Pour ancrer le port comme un territoire « pivot » de la massification de l’hydrogène, l’étude de France Hydrogène « Écosystèmes portuaires et hydrogène », menée en collaboration avec sept ports partenaires, évalue le potentiel de consommation des différents usages d’ici la fin de la décennie. Les volumes identifiés sont considérables : rapportés aux objectifs de la filière de consommer, selon les hypothèses retenues, entre (scénario Ambition) 680 000 et (scénario Ambition+) 1 090 000 tonnes d’hydrogène décarboné d’ici 2030, les zones portuaires partenaires pourraient représenter entre 35 et 55 % de ces objectifs soit respectivement entre 220 000 et 615 000 tonnes.
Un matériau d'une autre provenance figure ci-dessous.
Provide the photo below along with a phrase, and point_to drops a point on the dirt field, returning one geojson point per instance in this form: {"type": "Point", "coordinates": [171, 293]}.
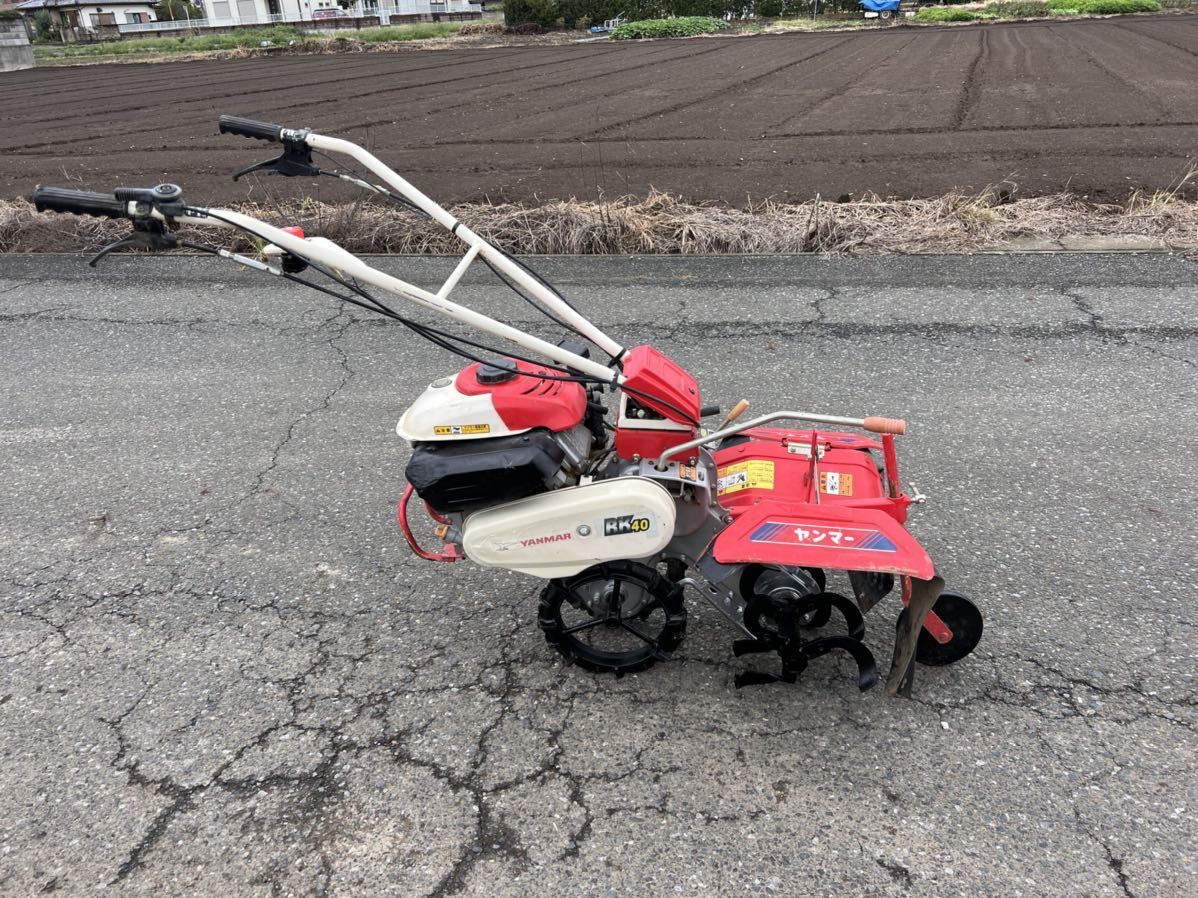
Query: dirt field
{"type": "Point", "coordinates": [1101, 107]}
Ces productions alimenteraient des usages industriels ainsi que des mobilités spécifiques aux ports et des flottes urbaines comme les flottes de collectivités. Sur le seul segment de l’industrie, l’activité des ports et surtout les Grands Ports Maritimes représentent une opportunité pour initier de grands hubs hydrogène d’envergure. Ainsi, les ports partenaires pourraient représenter 40 % des consommations industrielles d’hydrogène visées par la filière à 2030 dans le scénario « Ambition » et même 63 % pour le scénario « Ambition+ ».

Que ce soit en termes d’industrie, de mobilité ou d’énergie, les écosystèmes portuaires apparaissent donc comme des contributeurs incontournables pour atteindre les objectifs de la filière hydrogène. L’émergence d’écosystèmes de grande envergure permettrait de densifier le maillage hydrogène en France, au bénéfice de tout un territoire. Pour les ports, l’hydrogène permet non seulement de valoriser leurs actifs (terminaux, réseaux gaziers et électriques, gisements ENR, etc.), et d’intégrer une économie circulaire, mais il offre également une possibilité de diversification économique.

Tous les ports ne disposant pas des mêmes besoins ni des mêmes situations, les configurations locales se doivent d’être prises en compte. Si des actions et objectifs sont communs, une approche spécifique par port est indispensable.